Ya da başta Hollanda ve ardından İngiltere olmak üzere, erken dönem burjuva politik-ekonomi yazarlarının gündeme getirdikleri müteşebbislik, özel mülkiyet, para, değiş-tokuş vb. kavram ve süreçlerin nasıl olup da, dışardan bir unsur olmaksızın, kendine uygun zemini Avrupa sınırlılığı içerisinde bulabilmiştir?

Sömürgeci yapı bütüncül değil

Üzerinde önemle durulması gereken bir başka husus, genel itibarıyla birbirinden farklılık arz eden ve her sömürgeci yapı için ayrı ayrı değerlendirilmesi gereken unsurların/süreçlerin olduğu gerçeğidir.

Bu yaklaşım, bize belki de bazı çevrelerin kabul ettiğinin aksine örneğin, Batı Avrupa gibi denizci ulusların bulundukları coğrafyadan başlayan, dünya okyanuslarını aşarak farklı kıtalara ulaşan, birleşik bir emel ve hedef ile hareket eden yapılar olmadığını gösterir.

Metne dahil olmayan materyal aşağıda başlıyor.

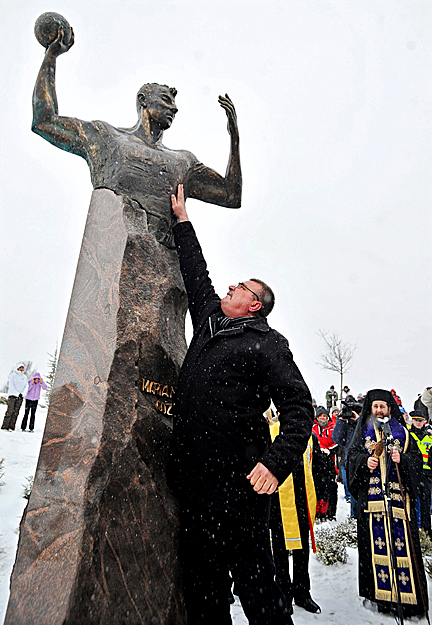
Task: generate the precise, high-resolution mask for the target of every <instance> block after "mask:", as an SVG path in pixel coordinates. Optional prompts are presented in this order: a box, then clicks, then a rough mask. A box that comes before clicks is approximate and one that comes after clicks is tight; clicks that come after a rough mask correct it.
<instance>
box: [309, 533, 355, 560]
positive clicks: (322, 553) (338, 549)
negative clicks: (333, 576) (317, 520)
mask: <svg viewBox="0 0 432 625" xmlns="http://www.w3.org/2000/svg"><path fill="white" fill-rule="evenodd" d="M336 530H337V528H334V529H332V528H322V529H319V530H318V531H317V532H316V534H315V543H316V547H317V559H318V560H319V561H320V562H322V563H323V564H327V565H331V564H337V563H338V562H341V563H342V564H345V562H346V561H347V560H348V553H347V550H346V546H345V543H344V541H343V540H341V539H338V538H337V536H335V533H336Z"/></svg>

Aksine, söz konusu Batı Avrupalı denizci uluslar, zaman zaman ortak hareket etmelerinin yanı sıra, belki de çokça, Avrupa’da oluşan ve gelişme gösteren, içinde çatışmacı yaklaşımlarının da olduğu bir dizi toplumsal değişme ve bu yöndeki taleplerini sömürge topraklarına taşınmasına aracılık etmişlerdir.

Yukarıda dikkat çekilen tüm bu hususlar ve benzerlerinin acaba sömürgeciliğe maruz kalmış toplumlarda nasıl anlaşıldığı/karşılık bulduğu yazılı, sözlü ve/ya görsel malzemelerde nasıl sergilendiği konusu ise hâlâ üzerinde çalışılmayı beklemektedir.